4.3 Het belangrijkste verwijt dat [gedaagde sub 1] door Thegra wordt gemaakt, is dat zij heeft onderhandeld met [gedaagde sub 1] over een samenwerking, waarbij [gedaagde sub 1] vervolgens [bedrijf 1] naar voren heeft geschoven als contractspartij, terwijl [gedaagde sub 1] wist of behoorde te weten dat [bedrijf 1] geen verhaal zou bieden voor eventuele verliezen omdat [bedrijf 1] een negatief eigen vermogen had en geen andere activiteiten verrichtte. [gedaagde sub 1] heeft dit gemotiveerd betwist. [gedaagde sub 1] voert aan dat [bedrijf 1] een afsplitsing was van haar internationale activiteiten, dat [bedrijf 1] in 1998 en 1999 bezig was met het opstarten van activiteiten, waarvoor diverse personeelsleden, waaronder [persoon 3], werden aangetrokken, dat de activiteiten niet beperkt waren tot de samenwerking met Thegra, dat de vennootschap tot 2001 steeds aan haar verplichtingen heeft voldaan en dat de vennootschap in 2001 als gevolg van zware concurrentie het niet heeft getrokken en dat toen besloten is om de activiteiten te staken. In het licht van deze gemotiveerde betwisting had het op de weg van Thegra gelegen om haar stelling dat voorzienbaar was dat [bedrijf 1] niet aan haar verplichtingen zou voldoen en geen verhaal zou bieden, nader concreet en voldoende feitelijk te onderbouwen. De enkele omstandigheid dat het eigen vermogen van de vennootschap ten tijde van het maken van de afspraken negatief was en dat er nadien steeds verliezen zijn geleden, is hiervoor onvol¬doende nu hieruit niet volgt dat het ten tijde van het maken van de afspraken voorzienbaar was dat er geen verhaal zou zijn. Aan deze stelling wordt – als onvoldoende gemotiveerd gehandhaafd – daarom voorbijgegaan.

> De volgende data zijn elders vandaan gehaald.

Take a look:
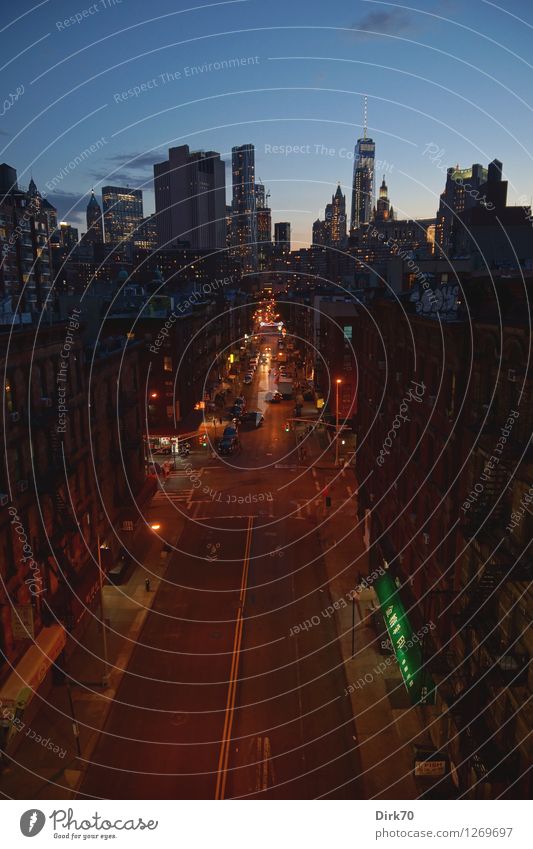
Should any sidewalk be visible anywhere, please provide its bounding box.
[298,416,430,799]
[0,505,183,799]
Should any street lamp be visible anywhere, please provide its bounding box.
[96,532,109,687]
[335,377,342,466]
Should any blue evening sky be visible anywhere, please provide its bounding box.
[0,0,533,247]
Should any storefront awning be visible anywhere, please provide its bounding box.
[0,625,67,719]
[144,410,204,439]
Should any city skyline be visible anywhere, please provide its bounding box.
[4,2,533,246]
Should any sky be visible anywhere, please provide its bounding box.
[0,0,533,249]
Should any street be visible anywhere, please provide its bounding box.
[78,348,364,799]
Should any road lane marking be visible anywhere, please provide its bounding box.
[215,516,254,799]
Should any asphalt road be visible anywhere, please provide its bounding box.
[79,334,364,799]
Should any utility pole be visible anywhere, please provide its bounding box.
[96,533,109,687]
[335,377,342,466]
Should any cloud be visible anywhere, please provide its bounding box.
[352,9,414,38]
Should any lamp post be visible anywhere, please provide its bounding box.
[96,533,109,687]
[335,377,342,466]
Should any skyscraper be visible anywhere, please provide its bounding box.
[374,175,394,224]
[154,144,226,250]
[350,97,376,230]
[102,186,143,242]
[231,144,257,271]
[274,221,291,254]
[85,191,104,242]
[435,160,486,256]
[255,183,272,271]
[328,183,346,247]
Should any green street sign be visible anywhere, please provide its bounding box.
[374,572,434,704]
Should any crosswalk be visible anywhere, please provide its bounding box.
[152,489,194,504]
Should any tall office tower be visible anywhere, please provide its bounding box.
[374,175,394,224]
[102,186,143,242]
[226,204,233,248]
[435,160,488,256]
[154,144,226,250]
[274,221,291,254]
[350,97,376,230]
[0,168,55,313]
[313,218,329,245]
[231,144,257,271]
[255,183,272,271]
[328,183,346,242]
[85,191,104,242]
[133,215,157,251]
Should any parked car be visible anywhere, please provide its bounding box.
[218,436,239,454]
[241,410,265,427]
[265,392,283,404]
[107,548,133,584]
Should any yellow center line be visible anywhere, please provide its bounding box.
[215,516,254,799]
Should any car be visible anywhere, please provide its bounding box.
[218,436,239,455]
[242,410,265,427]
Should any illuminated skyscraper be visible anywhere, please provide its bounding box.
[154,144,226,250]
[328,183,346,247]
[102,186,143,242]
[255,183,272,271]
[374,175,394,223]
[350,97,376,230]
[231,144,257,271]
[85,192,104,242]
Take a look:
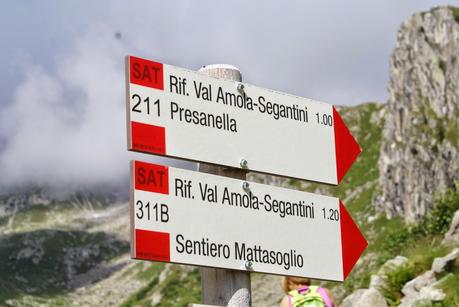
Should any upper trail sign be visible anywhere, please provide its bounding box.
[126,56,360,184]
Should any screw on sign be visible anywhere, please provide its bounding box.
[126,56,361,185]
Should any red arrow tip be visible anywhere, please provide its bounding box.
[333,107,362,183]
[339,200,368,280]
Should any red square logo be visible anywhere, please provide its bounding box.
[135,229,170,262]
[134,161,169,194]
[129,56,164,90]
[130,121,166,155]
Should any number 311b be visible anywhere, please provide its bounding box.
[136,200,169,223]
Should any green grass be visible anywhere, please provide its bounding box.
[0,229,129,304]
[120,263,201,307]
[439,271,459,306]
[158,266,201,307]
[449,6,459,23]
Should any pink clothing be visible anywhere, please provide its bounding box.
[288,286,333,307]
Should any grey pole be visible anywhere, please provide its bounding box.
[198,64,252,307]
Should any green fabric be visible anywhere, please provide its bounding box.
[288,286,325,307]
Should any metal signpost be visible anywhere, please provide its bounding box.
[131,161,366,281]
[126,56,360,184]
[126,56,367,306]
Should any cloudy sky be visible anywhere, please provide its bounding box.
[0,0,458,191]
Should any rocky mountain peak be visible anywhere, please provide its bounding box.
[375,6,459,222]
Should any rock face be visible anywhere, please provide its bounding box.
[340,288,387,307]
[375,7,459,222]
[443,210,459,246]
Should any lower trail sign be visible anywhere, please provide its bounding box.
[131,161,367,281]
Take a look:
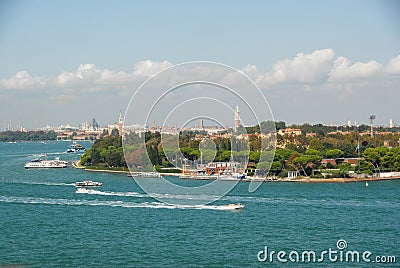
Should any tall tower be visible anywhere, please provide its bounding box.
[235,105,241,128]
[118,111,122,137]
[369,114,376,137]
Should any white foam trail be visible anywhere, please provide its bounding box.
[0,196,241,210]
[76,188,145,197]
[3,181,75,186]
[76,189,219,200]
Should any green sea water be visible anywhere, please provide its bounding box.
[0,142,400,267]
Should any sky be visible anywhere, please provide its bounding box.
[0,0,400,129]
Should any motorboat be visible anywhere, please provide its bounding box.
[133,172,161,178]
[67,141,86,153]
[24,157,68,168]
[226,203,244,210]
[75,180,103,187]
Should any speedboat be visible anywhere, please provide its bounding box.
[133,172,161,178]
[24,157,68,168]
[67,141,86,153]
[75,180,103,187]
[226,203,244,209]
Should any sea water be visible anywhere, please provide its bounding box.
[0,141,400,267]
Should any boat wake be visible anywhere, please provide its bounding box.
[76,188,219,200]
[2,181,75,186]
[0,196,242,210]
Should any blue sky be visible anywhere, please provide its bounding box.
[0,0,400,128]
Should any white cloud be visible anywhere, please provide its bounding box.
[0,52,400,96]
[329,57,383,82]
[263,48,335,84]
[133,60,172,76]
[0,70,46,90]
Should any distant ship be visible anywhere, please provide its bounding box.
[24,157,68,168]
[75,180,103,187]
[133,172,161,178]
[67,142,86,153]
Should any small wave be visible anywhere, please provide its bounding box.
[2,181,75,186]
[0,196,242,210]
[76,188,149,197]
[76,188,217,200]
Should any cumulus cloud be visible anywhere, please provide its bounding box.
[329,57,384,82]
[133,60,172,76]
[0,70,46,90]
[263,48,335,84]
[0,53,400,96]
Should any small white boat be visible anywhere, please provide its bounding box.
[67,141,86,153]
[133,172,161,178]
[24,157,68,168]
[226,203,244,209]
[76,187,91,194]
[75,180,103,187]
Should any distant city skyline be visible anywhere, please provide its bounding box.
[0,0,400,129]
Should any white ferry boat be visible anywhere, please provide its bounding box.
[24,157,68,168]
[133,172,161,178]
[67,141,86,153]
[75,180,103,187]
[226,203,244,210]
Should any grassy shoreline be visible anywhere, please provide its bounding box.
[72,161,400,183]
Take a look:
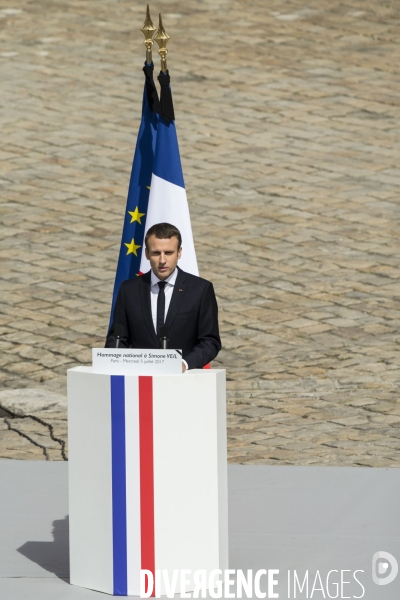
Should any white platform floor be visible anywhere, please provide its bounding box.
[0,460,400,600]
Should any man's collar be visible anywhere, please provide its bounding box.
[150,267,178,285]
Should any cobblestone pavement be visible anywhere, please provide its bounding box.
[0,0,400,467]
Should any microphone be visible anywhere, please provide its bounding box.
[159,325,169,350]
[114,325,125,348]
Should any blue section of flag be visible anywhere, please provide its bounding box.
[110,89,158,325]
[111,375,128,596]
[153,117,185,188]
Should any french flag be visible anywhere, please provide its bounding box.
[140,111,199,275]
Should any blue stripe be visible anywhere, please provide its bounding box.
[111,375,128,596]
[153,117,185,188]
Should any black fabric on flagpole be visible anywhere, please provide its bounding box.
[157,71,175,121]
[143,62,161,115]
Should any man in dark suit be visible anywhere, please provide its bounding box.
[106,223,221,372]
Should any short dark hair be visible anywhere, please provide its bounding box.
[144,223,182,250]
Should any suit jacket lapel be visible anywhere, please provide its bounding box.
[165,267,187,327]
[140,271,159,347]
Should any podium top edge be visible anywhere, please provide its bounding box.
[67,366,226,377]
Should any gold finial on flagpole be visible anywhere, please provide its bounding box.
[140,5,156,64]
[154,13,169,73]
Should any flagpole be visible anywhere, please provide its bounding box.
[140,5,156,65]
[154,13,170,73]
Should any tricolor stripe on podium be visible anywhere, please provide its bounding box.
[110,375,155,596]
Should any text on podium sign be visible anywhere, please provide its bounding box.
[92,348,182,375]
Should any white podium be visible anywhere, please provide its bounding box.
[68,367,228,596]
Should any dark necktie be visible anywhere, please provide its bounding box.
[157,281,166,337]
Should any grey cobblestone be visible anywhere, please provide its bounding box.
[0,0,400,467]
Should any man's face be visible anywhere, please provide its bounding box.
[145,235,182,281]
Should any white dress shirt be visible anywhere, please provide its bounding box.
[150,269,178,333]
[150,269,188,369]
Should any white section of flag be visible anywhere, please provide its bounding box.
[140,173,199,275]
[125,377,141,596]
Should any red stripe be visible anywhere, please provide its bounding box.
[139,376,155,596]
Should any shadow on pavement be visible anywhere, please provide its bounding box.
[17,515,69,583]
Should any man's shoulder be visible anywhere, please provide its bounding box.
[121,271,150,291]
[178,269,212,288]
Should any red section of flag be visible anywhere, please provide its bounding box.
[139,377,155,596]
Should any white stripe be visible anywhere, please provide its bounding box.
[140,173,199,275]
[125,376,141,596]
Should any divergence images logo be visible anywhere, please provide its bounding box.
[372,550,399,585]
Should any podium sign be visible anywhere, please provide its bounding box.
[92,348,182,375]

4.4 Het voorgaande wordt niet anders door de omstandigheid dat de bestuurders van [bedrijf 1] tevens bestuurders van [gedaagde sub 1] waren en dat [gedaagde sub 2] naast bestuurder van [gedaagde sub 1] tevens commissaris van [bedrijf 1] was. Dit leidt weliswaar – naar [gedaagde sub 1] en [gedaagde sub 2] niet betwisten – tot de gevolgtrekking dat [gedaagde sub 1] bekend was of moest zijn met de financiële situatie bij [bedrijf 1], maar dit neemt niet weg dat Thegra onvoldoende heeft gesteld om te kunnen vaststellen dat duidelijk moest zijn dat [bedrijf 1] niet aan haar verplichtingen zou kunnen voldoen en alsdan geen verhaal zou bieden.
4.5 Ook de omstandigheid dat Thegra [bedrijf 1] als contractpartij zou hebben aanvaard omdat zij op grond van uitlatingen van [gedaagde sub 2] vertrouwen had in [gedaagde sub 1], is onvoldoende voor het oordeel dat [gedaagde sub 1] onrechtmatig jegens Thegra heeft gehandeld. De enkele – door Thegra gestelde en door [gedaagden] betwiste – opmerking van [gedaagde sub 2] dat de beide concerns, te weten de Cornelder groep en de Theeuwes groep, financieel vergelijkbaar zijn, is hiervoor onvoldoende, te meer nu Thegra op de comparitie heeft erkend dat zij niet op grond van deze verklaring heeft vertrouwd in de gegoedheid van [bedrijf 1].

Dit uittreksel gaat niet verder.